Ицхак то и дело оглядывался по сторонам, но Натана Гутионтова нигде не было видно. По правде говоря, Малкин не жалел, что друг запаздывает. Он наслаждался одиночеством. Ему хотелось все больше и больше хмелеть. Хмель разливался по всему его телу, туманил глаза, усыплял. Еще миг – и Ицхак уснет, ему приснится какой-нибудь сон: берег той Вилии, коровы, солнце, шмели. Хмелеть, хмелеть, хмелеть…
Сразу же после войны – кажется, в сорок шестом – он поехал с Эстер (Господи, сколько уже прошло после ее смерти!) на родину, в свое местечко – туда, где в тесной каморке, под засиженным перекормленными мухами оконцем, не разгибая спины, корпел с шилом в руках его отец Довид, туда, где на дворе стояла пустая телега его дяди – балагулы Рахмиэля, торчащие оглобли которой вонзались в равнодушное небо, туда, где на бессмертном прибрежном лужке паслись бессмертные коровы и окунали унанные жемчугом короны в бессмертную темно-зеленую воду.
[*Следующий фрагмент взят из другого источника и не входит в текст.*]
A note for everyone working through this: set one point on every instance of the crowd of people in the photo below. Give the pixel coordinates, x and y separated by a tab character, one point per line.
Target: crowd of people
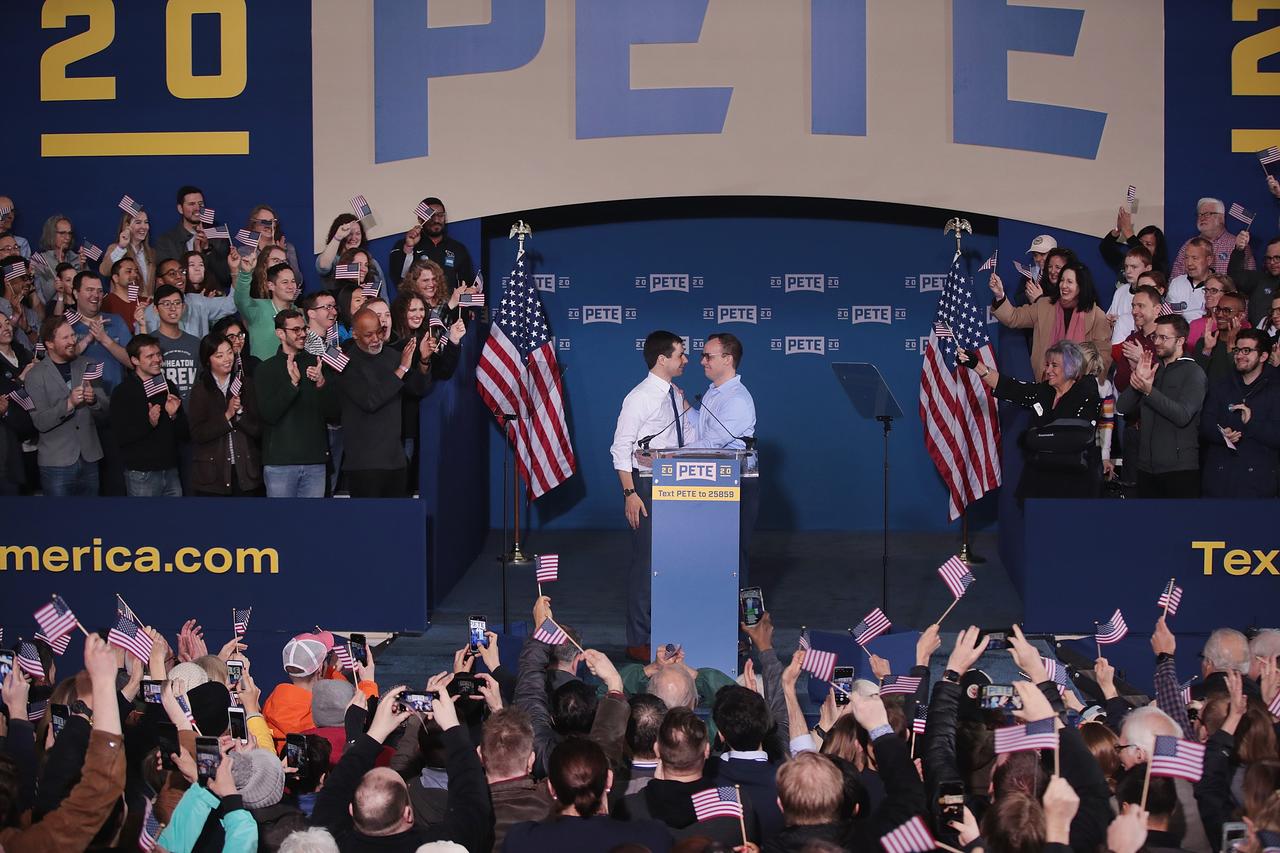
182	752
1171	391
196	364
Ицхак вспомнил, как он и Эстер слезли с неспешного, почти пустого поезда и по теплой, как парное молоко, весенней грязи потопали с местечкового вокзала, еще по-зимнему стылого и понурого, в ту сторону, у которой нет и никогда не будет другого имени, как родина. Когда они приблились к местечку настолько, что можно было легко разглядеть белую, засахарившуюся, словно варенье, кладку костела, чудом уцелевшего в лихолетье, деревянную мельницу, напоминавшую огромную засушенную стрекозу, и бросившиеся от них врассыпную дома, их охватило знобкое волнение.
– Ицхак, – прошептала Эстер и притронулась к его рукаву, – ты уверен: мы сошли, где надо?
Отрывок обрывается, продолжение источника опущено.